Five days after my first Maidan visit, I was stopped by a soldier who saw me take a selfie near a trainyard and demanded my phone and passport. I braced myself. “There is still a lot of corruption,” a few Ukrainians had warned me. Fifteen minutes later, however, I was chatting amicably in English with his commanding officer, who asked me to delete the photo and dismissed me with “Have a fun visit to Kyiv.”

Also defending Ukraine from Russian espionage is their “safe city” system, using surveillance cameras and artificial intelligence, Kirill told me. Amazingly, at the start of the war, Ukrainian cyber security held off the onslaught of Russia’s notorious hacker army.

Others referred to their long, painful learning curve with Kremlin agents. “The K.G.B. killed my grandfather,” a long-haired Lviv waiter told me with a laugh, “It’s a sad story.”

They also carried plastic sheets for the torrential rains. Within a few weeks, that plastic was woven into a sea of tents, barricades, lean-tos and kitchens, inhabited by a vast cross-section of Ukrainians, from tech workers and academics to dirty, young men carrying bats. One young man told me his dad went to the Maidan because “he always had to be in middle of everything,” while another said his dad promised to take him, but his mother intervened—he was only 14. The protesters discussed and debated, played guitars and drums, and DJed and danced, even though there was almost no alcohol on the Maidan. When temperatures plummeted and snow blanketed the vast encampment, they gathered around 50-gallon-drum fires.

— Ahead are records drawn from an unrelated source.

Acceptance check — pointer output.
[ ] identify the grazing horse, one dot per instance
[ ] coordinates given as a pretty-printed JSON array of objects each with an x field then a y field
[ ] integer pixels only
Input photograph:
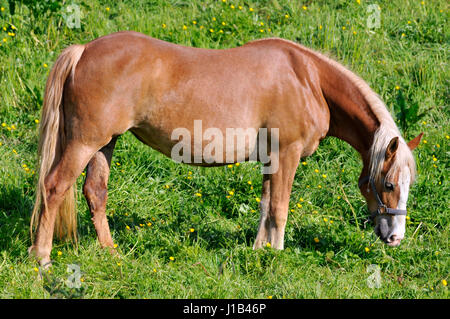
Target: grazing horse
[{"x": 128, "y": 81}]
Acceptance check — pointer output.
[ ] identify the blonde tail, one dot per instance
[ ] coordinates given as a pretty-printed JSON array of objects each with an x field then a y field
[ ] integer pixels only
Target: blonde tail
[{"x": 52, "y": 143}]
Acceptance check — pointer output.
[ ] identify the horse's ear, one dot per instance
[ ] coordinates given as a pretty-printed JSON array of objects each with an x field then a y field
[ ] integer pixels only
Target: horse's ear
[
  {"x": 415, "y": 141},
  {"x": 392, "y": 148}
]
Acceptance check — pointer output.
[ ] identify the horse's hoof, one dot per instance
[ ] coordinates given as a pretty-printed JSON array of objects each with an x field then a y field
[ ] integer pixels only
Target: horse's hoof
[{"x": 43, "y": 259}]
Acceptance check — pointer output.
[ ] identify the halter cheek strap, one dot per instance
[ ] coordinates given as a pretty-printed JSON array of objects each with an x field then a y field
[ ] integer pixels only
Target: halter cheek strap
[{"x": 382, "y": 209}]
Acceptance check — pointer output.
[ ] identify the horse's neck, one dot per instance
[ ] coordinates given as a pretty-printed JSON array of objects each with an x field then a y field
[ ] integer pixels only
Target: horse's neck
[{"x": 351, "y": 117}]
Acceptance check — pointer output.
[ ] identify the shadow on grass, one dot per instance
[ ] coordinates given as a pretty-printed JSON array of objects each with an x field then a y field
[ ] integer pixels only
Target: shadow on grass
[{"x": 15, "y": 212}]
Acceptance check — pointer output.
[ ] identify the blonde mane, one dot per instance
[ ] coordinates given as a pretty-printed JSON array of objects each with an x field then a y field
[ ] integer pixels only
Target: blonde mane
[{"x": 387, "y": 130}]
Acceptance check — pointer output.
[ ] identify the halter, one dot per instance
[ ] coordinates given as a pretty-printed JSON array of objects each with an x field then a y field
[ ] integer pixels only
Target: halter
[{"x": 382, "y": 209}]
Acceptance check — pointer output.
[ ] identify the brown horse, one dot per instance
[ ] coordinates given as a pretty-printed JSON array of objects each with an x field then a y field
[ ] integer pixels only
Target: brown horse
[{"x": 129, "y": 81}]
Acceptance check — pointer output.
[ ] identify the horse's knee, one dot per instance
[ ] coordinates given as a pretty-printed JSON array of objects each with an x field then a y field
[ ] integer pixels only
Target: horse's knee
[
  {"x": 278, "y": 216},
  {"x": 54, "y": 188},
  {"x": 95, "y": 193}
]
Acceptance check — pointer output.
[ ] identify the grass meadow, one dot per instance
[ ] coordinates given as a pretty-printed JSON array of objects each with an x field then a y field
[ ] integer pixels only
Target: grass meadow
[{"x": 187, "y": 232}]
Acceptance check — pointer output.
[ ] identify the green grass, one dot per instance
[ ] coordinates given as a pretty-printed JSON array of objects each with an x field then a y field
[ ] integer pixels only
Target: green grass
[{"x": 216, "y": 260}]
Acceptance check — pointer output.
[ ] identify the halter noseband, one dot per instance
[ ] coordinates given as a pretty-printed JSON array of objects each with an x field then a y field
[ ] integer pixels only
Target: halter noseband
[{"x": 382, "y": 209}]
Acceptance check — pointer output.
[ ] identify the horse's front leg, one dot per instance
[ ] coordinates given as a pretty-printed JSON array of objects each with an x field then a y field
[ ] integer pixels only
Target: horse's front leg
[
  {"x": 274, "y": 223},
  {"x": 261, "y": 237}
]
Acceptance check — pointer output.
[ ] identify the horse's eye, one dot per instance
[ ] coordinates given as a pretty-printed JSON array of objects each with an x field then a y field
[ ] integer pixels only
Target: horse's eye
[{"x": 389, "y": 186}]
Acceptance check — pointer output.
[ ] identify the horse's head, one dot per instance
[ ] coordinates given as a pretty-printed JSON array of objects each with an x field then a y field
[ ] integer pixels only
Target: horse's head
[{"x": 385, "y": 185}]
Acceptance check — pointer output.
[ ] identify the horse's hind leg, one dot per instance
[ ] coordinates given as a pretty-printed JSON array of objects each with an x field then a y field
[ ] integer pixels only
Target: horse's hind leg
[
  {"x": 73, "y": 160},
  {"x": 261, "y": 237},
  {"x": 96, "y": 193},
  {"x": 280, "y": 192}
]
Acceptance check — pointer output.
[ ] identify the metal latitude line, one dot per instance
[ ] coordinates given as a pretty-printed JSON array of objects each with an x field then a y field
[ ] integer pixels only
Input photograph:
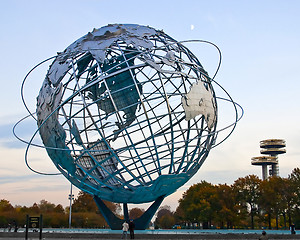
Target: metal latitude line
[
  {"x": 91, "y": 116},
  {"x": 143, "y": 105},
  {"x": 125, "y": 129}
]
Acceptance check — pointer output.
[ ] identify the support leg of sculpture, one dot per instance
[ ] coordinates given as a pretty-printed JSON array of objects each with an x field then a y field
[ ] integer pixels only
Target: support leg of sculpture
[{"x": 115, "y": 223}]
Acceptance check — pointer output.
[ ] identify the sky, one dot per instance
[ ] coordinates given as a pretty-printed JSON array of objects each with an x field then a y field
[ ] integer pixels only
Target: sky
[{"x": 260, "y": 69}]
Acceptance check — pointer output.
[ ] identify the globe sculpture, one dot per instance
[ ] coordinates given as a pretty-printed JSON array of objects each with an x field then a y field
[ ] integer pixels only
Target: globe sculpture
[{"x": 127, "y": 114}]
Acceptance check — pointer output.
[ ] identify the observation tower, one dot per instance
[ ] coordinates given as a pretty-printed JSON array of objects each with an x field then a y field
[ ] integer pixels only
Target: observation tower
[{"x": 271, "y": 148}]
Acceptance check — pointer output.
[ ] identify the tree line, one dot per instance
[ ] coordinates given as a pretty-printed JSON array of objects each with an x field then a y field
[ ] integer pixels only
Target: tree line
[{"x": 248, "y": 203}]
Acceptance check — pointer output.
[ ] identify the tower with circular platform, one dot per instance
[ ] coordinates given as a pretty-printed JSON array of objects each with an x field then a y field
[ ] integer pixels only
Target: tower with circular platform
[{"x": 271, "y": 148}]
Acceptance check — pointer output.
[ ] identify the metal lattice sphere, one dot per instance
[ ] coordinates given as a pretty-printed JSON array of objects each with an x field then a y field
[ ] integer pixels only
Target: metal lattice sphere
[{"x": 127, "y": 113}]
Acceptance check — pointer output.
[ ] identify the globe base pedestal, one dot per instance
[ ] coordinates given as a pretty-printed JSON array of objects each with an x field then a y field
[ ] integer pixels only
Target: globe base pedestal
[{"x": 115, "y": 223}]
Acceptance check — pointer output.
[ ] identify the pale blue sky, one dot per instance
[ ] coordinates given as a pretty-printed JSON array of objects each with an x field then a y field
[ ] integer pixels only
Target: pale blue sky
[{"x": 260, "y": 68}]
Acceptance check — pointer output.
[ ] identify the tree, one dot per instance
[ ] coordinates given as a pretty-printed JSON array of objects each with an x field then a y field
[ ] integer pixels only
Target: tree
[
  {"x": 247, "y": 192},
  {"x": 271, "y": 197},
  {"x": 46, "y": 206},
  {"x": 227, "y": 207},
  {"x": 5, "y": 206}
]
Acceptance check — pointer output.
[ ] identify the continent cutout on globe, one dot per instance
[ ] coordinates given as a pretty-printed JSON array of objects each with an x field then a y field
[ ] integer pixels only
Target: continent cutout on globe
[
  {"x": 199, "y": 101},
  {"x": 122, "y": 86}
]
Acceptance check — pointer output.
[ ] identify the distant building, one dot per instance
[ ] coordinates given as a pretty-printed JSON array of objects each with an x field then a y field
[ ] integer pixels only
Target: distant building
[{"x": 272, "y": 148}]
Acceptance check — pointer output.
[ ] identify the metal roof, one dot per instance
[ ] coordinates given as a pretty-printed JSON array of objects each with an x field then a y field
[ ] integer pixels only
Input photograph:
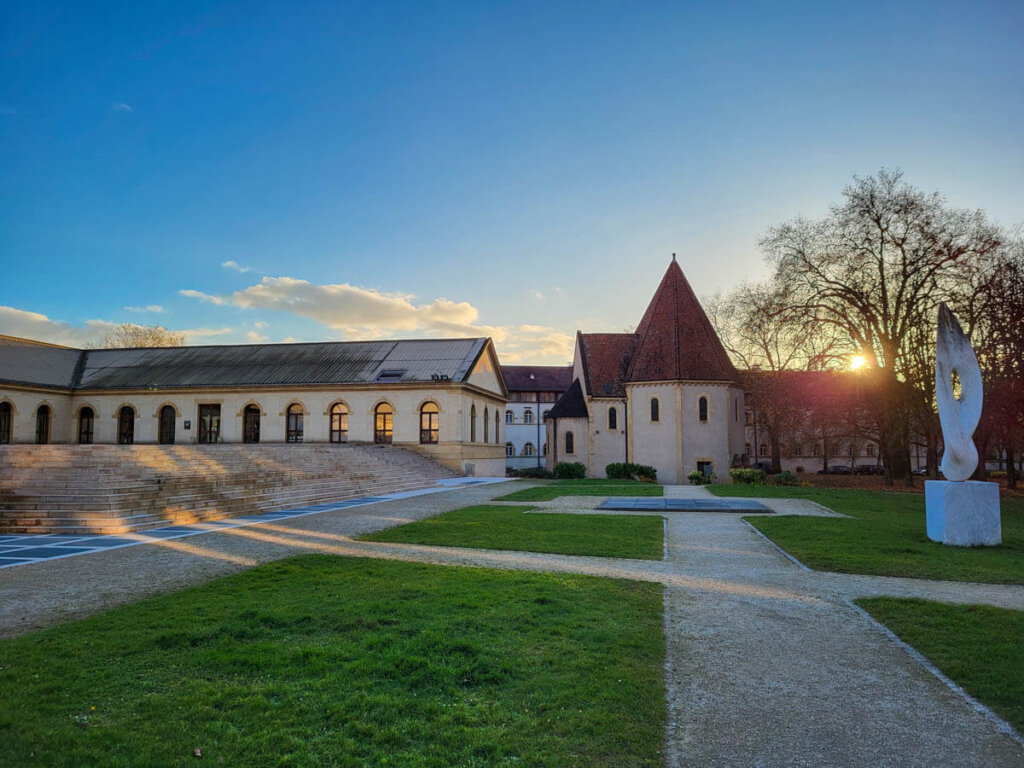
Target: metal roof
[{"x": 240, "y": 365}]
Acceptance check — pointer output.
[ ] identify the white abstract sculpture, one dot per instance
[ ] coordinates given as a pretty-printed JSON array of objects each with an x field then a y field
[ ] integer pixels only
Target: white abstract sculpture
[
  {"x": 958, "y": 511},
  {"x": 958, "y": 417}
]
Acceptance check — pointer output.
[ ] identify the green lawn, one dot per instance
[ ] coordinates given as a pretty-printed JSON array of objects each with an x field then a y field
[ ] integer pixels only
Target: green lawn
[
  {"x": 549, "y": 489},
  {"x": 344, "y": 662},
  {"x": 511, "y": 527},
  {"x": 886, "y": 536},
  {"x": 977, "y": 646}
]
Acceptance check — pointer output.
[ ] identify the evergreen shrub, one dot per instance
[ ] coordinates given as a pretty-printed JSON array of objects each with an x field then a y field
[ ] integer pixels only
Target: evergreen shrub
[
  {"x": 569, "y": 471},
  {"x": 748, "y": 476}
]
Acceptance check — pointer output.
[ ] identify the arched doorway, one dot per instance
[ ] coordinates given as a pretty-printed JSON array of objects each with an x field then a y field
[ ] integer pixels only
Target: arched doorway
[
  {"x": 383, "y": 423},
  {"x": 166, "y": 432},
  {"x": 126, "y": 425},
  {"x": 42, "y": 425},
  {"x": 86, "y": 419},
  {"x": 250, "y": 424}
]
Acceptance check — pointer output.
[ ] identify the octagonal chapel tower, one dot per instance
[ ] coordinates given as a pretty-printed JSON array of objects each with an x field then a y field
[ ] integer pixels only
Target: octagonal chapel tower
[{"x": 667, "y": 395}]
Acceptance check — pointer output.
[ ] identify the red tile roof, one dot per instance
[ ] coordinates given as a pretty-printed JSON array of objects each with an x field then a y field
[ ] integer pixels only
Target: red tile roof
[
  {"x": 605, "y": 361},
  {"x": 676, "y": 341}
]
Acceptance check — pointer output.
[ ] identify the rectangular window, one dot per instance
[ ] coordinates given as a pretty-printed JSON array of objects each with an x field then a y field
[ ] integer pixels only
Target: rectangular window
[{"x": 209, "y": 423}]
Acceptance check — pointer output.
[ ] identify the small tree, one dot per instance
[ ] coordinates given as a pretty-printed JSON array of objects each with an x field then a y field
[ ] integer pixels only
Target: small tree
[{"x": 131, "y": 335}]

As I ponder this critical history, about which I knew little before entering Ukraine on August 23rd (its Independence Day from the Soviet Union, coincidentally), a moving moment from the Maidan Revolution—one I just learned about from the documentary “Fire in Winter”—comes to my mind.

After two weeks of protests, the Berkut riot police tried to clear the Maidan a second time. Their first attempt, on November 30th, 2013, merely shocked the protestors, who fought back fiercely or called their parents, some of whom joined them on the Maidan.

The night of December 10th would be different, they realized, as they watched police buses pull up on Khreshchatyk Avenue and spit out hundreds of officers with helmets, shields and cement truncheons. As the women went to the proscenium for protection, some of the men—some wearing helmets, many carrying bats—went to face the Berkut. Meanwhile, a lone figure sprinted away, a theology student named Ivan Sydor.

As it happened, the official bell ringer for the 11th century Cathedral of St. Michael, on the hill north of the Maidan, was Sydor. Undoubtedly gasping for breath as he topped the belfry stairs around 1 a.m., he began ringing St. Michael’s bells furiously, as had his forbears during the Mongol invasion. Sydor rang for four hours and roused thousands, who ran to the Maidan, surrounded the Berkut and scared them off.

Thinking about Sydor’s desperate appeal, the Kyivers’ stalwart response and the bravery of the Maidan fighters, I pull my cap over my eyes, lest one of the dancers or Dirk see I’m crying.